🤖 AI Summary
This work addresses the challenge of efficient reasoning in partially observable environments for embodied question answering by proposing a question-conditioned framework that integrates question-guided target identification and global region-of-interest scoring to drive navigation. The approach combines bounded visual memory with chain-of-thought reasoning to generate answers, introducing a novel bounded scene memory mechanism and a global-local collaborative exploration strategy based on high-value frontiers. This unified architecture effectively handles both single- and multi-target questions while significantly improving reasoning speed and answer reliability. The method achieves state-of-the-art performance on HMEQA and EXPRESS-Bench and demonstrates strong results on OpenEQA and MT-HM3D, exhibiting markedly superior inference efficiency compared to existing approaches.
📝 Abstract
Embodied Question Answering (EQA) combines visual scene understanding, goal-directed exploration, spatial and temporal reasoning under partial observability.

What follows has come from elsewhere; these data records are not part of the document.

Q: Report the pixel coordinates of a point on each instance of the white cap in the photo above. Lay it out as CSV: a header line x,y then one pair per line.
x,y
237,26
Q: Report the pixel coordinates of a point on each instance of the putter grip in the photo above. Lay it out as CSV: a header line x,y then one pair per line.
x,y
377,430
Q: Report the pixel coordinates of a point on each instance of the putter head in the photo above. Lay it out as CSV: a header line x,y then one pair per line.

A central challenge is to confine physical search to question-relevant subspaces while maintaining a compact, actionable memory of observations. Furthermore, for real-world deployment, fast inference time during exploration is crucial. We introduce FAST-EQA, a question-conditioned framework that (i) identifies likely visual targets, (ii) scores global regions of interest to guide navigation, and (iii) employs Chain-of-Thought (CoT) reasoning over visual memory to answer confidently. FAST-EQA maintains a bounded scene memory that stores a fixed-capacity set of region-target hypotheses and updates them online, enabling robust handling of both single and multi-target questions without unbounded growth. To expand coverage efficiently, a global exploration policy treats narrow openings and doors as high-value frontiers, complementing local target seeking with minimal computation. Together, these components focus the agent's attention, improve scene coverage, and improve answer reliability while running substantially faster than prior approaches. On HMEQA and EXPRESS-Bench, FAST-EQA achieves state-of-the-art performance, while performing competitively on OpenEQA and MT-HM3D.